Philadelphia, Tuesday, May 23rd, 1843.
My dearest Hal,
We landed in Boston on Friday morning at six o'clock, and almost before I had drawn my first breath of Yankee air Elizabeth Sedgwick and Kate had thrown their arms round me.
MR. CUNARD. You will want to know of our seafaring; and mine truly was miserable, as it always is, and perhaps even more wretched than ever before. I lay in a fever for ten days, without being able to swallow anything but two glasses of calves'-foot jelly and oceans of iced water. At the end of this time I began to get a little better; though, as I had neither food, nor sleep, nor any relief from positive sea-sickness, I was in a deplorable state of weakness. I just contrived to crawl out of my berth two days before we reached Halifax, where I was cheered, and saddened too, by the sight of well-known English faces. I had just finished letters to my father, E——, and Lady Dacre, for the Hibernia, which was to touch there the next morning on her way home, and was sitting disconsolate with my head in my hands, in a small cabin on deck, to which I had been carried up from below as soon as I was well enough to bear being removed from my own, when Mr. Cunard, the originator of this Atlantic Steam Mail-packet enterprise, whom I had met in London, came in, and with many words of kindness and good cheer, carried me up to his house in Halifax, where I rested for an hour, and where I saw Major S——, an uncle of my dear B——, and where we talked over English friends and acquaintances and places, and whence I returned to the ship for our two days' more misery, with a bunch of exquisite flowers, born English subjects, which are now withering in my letter-box among my most precious farewell words of friends.

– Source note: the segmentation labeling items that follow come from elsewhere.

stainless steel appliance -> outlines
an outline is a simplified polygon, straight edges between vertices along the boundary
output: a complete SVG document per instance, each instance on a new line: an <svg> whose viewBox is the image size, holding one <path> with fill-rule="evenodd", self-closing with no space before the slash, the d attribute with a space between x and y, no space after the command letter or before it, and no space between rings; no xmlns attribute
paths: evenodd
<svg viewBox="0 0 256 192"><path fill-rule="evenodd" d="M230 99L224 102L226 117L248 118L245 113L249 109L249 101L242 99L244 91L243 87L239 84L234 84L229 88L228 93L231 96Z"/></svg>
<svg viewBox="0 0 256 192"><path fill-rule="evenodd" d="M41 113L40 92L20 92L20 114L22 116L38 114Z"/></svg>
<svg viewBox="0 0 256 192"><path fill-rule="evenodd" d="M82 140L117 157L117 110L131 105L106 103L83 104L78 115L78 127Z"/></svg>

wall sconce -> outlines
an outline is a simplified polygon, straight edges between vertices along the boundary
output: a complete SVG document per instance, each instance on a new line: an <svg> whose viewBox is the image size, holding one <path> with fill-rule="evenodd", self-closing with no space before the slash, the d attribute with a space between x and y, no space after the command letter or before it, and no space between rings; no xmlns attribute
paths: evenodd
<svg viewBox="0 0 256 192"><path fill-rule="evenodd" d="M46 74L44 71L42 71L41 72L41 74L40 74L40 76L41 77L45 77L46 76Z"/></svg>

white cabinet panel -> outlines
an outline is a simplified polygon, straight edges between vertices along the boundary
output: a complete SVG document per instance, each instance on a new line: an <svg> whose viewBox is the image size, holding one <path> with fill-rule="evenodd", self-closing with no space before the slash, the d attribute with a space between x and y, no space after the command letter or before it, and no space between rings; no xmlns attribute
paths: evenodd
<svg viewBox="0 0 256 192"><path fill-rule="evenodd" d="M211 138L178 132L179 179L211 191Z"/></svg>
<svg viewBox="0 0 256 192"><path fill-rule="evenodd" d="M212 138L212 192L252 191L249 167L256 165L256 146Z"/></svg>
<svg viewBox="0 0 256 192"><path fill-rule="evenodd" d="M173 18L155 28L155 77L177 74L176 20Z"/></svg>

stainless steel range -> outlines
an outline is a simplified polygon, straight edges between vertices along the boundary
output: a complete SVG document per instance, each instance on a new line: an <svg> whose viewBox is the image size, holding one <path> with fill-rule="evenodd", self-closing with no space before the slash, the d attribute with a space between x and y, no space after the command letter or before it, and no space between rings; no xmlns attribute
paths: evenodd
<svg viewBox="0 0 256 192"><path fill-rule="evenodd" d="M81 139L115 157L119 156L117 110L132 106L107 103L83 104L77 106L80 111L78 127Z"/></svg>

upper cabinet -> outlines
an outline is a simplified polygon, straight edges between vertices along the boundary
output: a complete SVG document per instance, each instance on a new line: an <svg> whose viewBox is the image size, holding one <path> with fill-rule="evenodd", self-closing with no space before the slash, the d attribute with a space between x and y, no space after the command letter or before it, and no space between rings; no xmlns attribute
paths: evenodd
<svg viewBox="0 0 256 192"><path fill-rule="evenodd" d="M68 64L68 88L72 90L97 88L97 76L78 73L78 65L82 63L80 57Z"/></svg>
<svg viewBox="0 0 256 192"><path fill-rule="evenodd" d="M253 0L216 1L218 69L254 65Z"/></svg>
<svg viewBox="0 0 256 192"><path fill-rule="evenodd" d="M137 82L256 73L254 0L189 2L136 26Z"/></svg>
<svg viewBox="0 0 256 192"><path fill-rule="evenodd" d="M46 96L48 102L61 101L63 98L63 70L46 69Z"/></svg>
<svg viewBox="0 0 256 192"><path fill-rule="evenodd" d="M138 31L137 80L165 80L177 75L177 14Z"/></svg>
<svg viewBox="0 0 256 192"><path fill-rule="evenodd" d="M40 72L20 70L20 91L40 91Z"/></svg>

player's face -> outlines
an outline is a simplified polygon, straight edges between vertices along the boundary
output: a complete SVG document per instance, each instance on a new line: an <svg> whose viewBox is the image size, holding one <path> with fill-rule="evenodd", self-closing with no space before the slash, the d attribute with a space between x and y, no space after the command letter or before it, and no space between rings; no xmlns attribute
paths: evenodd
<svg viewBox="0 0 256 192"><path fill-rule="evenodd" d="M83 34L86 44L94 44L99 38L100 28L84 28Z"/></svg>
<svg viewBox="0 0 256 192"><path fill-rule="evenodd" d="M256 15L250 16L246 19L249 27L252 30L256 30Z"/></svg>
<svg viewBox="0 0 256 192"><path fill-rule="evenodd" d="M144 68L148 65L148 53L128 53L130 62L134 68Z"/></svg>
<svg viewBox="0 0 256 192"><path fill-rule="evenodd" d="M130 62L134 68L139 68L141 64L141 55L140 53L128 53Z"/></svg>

The children bore the voyage as well as could be expected; sick one half hour, and stuffing the next; little F—— pervading the ship from stem to stern, like Ariel, and generally presiding at the officers' mess in undismayed she-loneliness.
Your friend Captain G—— was her devoted slave and admirer.... I saw but little of the worthy captain, being only able to come on deck the last four days of our passage; but he was most kind to us all, and after romping with the children and walking Miss Hall off her legs, he used to come and sit down by me, and sing, and hum, and whistle every imaginable tune that ever lodged between lines and spaces, and some so original that I think they never were imprisoned within any musical bars whatever. I gave him at parting the fellow of your squeeze of the hand, and told him that as yours was on my account, mine was on yours. He left us at Boston to go on to Niagara.
Our ship was extremely full, and there being only one stewardess on board, the help she could afford any of us was very little.... While in Boston I made a pilgrimage to dear Dall's grave: a bitter and a sad few minutes I spent, lying upon that ground beneath which she lay, and from which her example seemed to me to rise in all the brightness of its perfect lovingness and self-denial. The oftener I think of her, the more admirable her life appears to me. She was undoubtedly gifted by nature with a temperament of rare healthfulness and vigor, which, combined with the absence of imagination and nervous excitability, contributed much to her uniform cheerfulness, courage, and placidity of temper; but her self-forgetfulness was most uncommon, her inexhaustible kindliness and devotedness to every creature that came within her comfortable and consolatory influence was "twice-blessed," and from her grave her lovely virtues seemed to call to me to get up and be of good cheer, and strive to forget myself, even as perfectly as she had done.... How bitter and dark a thing life is to some of God's poor creatures!
I have told you now all I have to tell of myself, and being weary in spirit and in body, will bid you farewell, and go and try to get some sleep. God bless you, my beloved friend; I am very sad, but far from out of courage. Give dear Dorothy my affectionate love.